La montée contemporaine du poids démographique de l’Afrique est un tournant historique dont il faut apprécier à la fois les défis colossaux qu’elle pose et les chances immenses qu’elle représente pour le monde. Je ne ferai pas une distinction dans mes messages entre les aspects migratoires et sécuritaires et la stabilité et le développement économique de l’Afrique, parce que toutes ces questions sont liées et doivent être abordées ensemble.
Mon premier message est un rappel de l’importance des faits, des faits démographiques en particulier. En 1950, les Africains représentaient 8 % de la population mondiale. Un siècle plus tard, en 2050, ils représenteront un quart de l’humanité et au moins un tiers de tous les jeunes âgés de 15 à 24 ans, selon les prévisions des Nations unies. L’âge médian sur le continent africain est actuellement de 19 ans. En Inde, il est de 28 ans. En Chine et aux États-Unis, il est de 38 ans. C’est l’Afrique qui fournira l’écrasante majorité de la croissance nette de la main‑d’œuvre dans le monde entre maintenant et 2050.
“L’âge médian sur le continent africain est actuellement de 19 ans.”

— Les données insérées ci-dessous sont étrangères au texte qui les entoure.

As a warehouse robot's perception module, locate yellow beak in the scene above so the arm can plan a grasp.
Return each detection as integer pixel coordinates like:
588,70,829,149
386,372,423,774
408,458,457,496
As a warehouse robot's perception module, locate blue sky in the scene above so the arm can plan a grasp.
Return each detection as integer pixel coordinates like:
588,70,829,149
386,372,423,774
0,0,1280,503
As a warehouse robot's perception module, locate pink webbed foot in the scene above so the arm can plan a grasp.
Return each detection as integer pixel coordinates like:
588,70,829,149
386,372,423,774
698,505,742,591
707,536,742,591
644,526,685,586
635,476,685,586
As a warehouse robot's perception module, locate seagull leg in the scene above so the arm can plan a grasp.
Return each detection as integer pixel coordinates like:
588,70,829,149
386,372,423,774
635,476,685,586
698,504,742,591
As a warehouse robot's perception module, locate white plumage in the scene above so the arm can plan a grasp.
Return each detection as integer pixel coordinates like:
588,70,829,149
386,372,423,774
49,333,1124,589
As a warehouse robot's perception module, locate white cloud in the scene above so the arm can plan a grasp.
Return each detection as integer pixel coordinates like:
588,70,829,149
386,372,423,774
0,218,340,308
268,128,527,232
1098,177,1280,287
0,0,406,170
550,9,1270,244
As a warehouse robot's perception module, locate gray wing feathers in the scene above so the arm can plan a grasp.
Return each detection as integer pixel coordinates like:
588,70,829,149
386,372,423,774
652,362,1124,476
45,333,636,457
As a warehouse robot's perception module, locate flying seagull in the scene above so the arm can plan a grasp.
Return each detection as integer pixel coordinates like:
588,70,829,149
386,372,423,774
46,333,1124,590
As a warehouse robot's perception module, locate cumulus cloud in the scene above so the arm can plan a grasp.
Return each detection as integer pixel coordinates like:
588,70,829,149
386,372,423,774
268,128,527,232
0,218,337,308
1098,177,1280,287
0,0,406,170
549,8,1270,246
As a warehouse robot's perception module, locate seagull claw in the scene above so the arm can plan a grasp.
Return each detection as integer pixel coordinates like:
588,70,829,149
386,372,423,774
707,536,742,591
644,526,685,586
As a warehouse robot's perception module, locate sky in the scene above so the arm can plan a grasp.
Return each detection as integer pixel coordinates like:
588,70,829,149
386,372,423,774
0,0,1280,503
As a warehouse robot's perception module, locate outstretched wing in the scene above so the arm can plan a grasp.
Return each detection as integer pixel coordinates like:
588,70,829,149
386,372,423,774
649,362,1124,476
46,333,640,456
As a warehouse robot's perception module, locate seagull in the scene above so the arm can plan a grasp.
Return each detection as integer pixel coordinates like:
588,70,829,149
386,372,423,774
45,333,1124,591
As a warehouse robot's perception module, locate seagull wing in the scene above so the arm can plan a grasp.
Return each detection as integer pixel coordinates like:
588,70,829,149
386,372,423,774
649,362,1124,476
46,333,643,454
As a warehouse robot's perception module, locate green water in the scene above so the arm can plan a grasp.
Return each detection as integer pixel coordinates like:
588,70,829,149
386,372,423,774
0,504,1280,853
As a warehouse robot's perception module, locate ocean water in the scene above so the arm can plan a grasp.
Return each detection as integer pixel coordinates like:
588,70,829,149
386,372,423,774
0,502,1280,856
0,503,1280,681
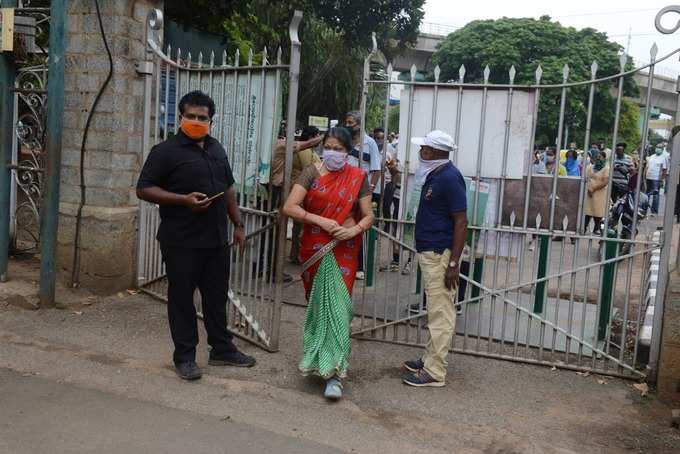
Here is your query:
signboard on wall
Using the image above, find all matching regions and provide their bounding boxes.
[178,71,282,188]
[0,8,14,52]
[398,87,534,179]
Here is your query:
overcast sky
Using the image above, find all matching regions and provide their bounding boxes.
[423,0,680,75]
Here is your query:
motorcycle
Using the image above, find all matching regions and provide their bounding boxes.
[600,191,649,254]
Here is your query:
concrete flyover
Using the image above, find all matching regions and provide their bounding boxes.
[392,29,678,121]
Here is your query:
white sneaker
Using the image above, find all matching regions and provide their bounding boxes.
[323,377,342,400]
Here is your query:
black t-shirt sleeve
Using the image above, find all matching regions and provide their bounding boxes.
[137,145,167,189]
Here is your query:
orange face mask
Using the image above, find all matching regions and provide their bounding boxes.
[181,118,210,140]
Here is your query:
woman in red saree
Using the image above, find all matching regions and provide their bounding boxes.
[283,128,373,399]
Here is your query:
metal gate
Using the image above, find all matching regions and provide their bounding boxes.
[352,19,680,378]
[10,6,50,254]
[138,10,302,351]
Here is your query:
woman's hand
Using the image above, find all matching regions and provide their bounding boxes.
[333,225,363,241]
[318,218,340,235]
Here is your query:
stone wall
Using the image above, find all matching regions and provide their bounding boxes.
[58,0,162,293]
[656,269,680,408]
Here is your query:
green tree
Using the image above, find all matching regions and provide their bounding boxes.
[165,0,425,121]
[433,16,639,145]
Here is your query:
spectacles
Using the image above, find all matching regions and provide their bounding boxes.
[182,113,210,123]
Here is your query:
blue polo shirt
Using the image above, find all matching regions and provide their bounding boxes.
[416,162,467,254]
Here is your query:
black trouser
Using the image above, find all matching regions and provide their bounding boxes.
[423,260,470,309]
[583,214,602,234]
[253,185,281,278]
[161,245,237,364]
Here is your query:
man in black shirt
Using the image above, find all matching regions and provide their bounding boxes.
[137,91,255,380]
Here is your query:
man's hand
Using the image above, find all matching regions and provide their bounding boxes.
[319,218,340,235]
[444,265,460,291]
[234,225,246,252]
[184,192,212,211]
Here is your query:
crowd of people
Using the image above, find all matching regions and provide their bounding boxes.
[137,91,669,399]
[137,91,467,400]
[531,138,670,234]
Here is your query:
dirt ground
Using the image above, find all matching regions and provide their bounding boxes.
[0,261,680,454]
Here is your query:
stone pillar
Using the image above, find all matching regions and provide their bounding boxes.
[656,268,680,408]
[58,0,163,294]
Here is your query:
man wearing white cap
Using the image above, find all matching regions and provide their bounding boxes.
[403,131,467,387]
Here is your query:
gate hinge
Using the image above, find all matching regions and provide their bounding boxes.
[135,61,153,76]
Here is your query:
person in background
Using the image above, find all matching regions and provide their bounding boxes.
[545,147,567,177]
[628,153,642,192]
[661,142,677,195]
[596,137,612,159]
[611,142,633,203]
[584,151,609,235]
[283,128,373,400]
[137,91,255,380]
[531,149,548,175]
[564,148,581,177]
[345,111,382,280]
[288,126,321,265]
[645,148,668,217]
[403,131,467,387]
[266,130,321,282]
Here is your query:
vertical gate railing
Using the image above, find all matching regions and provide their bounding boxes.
[138,10,302,351]
[10,6,50,254]
[353,25,680,377]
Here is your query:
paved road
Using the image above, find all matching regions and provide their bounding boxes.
[0,369,341,454]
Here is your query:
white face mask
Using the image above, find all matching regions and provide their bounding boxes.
[416,154,449,186]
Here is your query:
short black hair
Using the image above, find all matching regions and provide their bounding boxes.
[179,90,215,119]
[323,127,352,153]
[300,126,319,140]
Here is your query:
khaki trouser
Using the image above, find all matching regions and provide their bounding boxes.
[419,249,456,381]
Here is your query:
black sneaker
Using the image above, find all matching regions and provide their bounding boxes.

Mon deuxième message est un appel à la lucidité, à la réflexion collective africaine, européenne, et au-delà au dialogue entre les penseurs et les acteurs des transformations politiques, économiques, technologiques, sociales et culturelles sur tous les continents. C’est enfin un appel à la sagesse qui s’appuie sur un respect réel, authentique, de l’égale humanité de « l’autre ». La sagesse implique l’humilité. Les conflits, la violence, la guerre, la course aux armements, le racisme, les extrémismes, tout ce qui se donne beaucoup à voir dans notre monde indique que la richesse économique et le développement technologique ne rendent pas les sociétés humaines plus sages dans le sens de leur capacité à créer les meilleures conditions pour leur survie à long terme et pour celle de la planète.
Nous pouvons et nous devons travailler ensemble à ramener lucidité et sagesse dans notre manière de construire le monde de demain. Les esprits brillants des polytechniciens peuvent certainement apporter une précieuse contribution.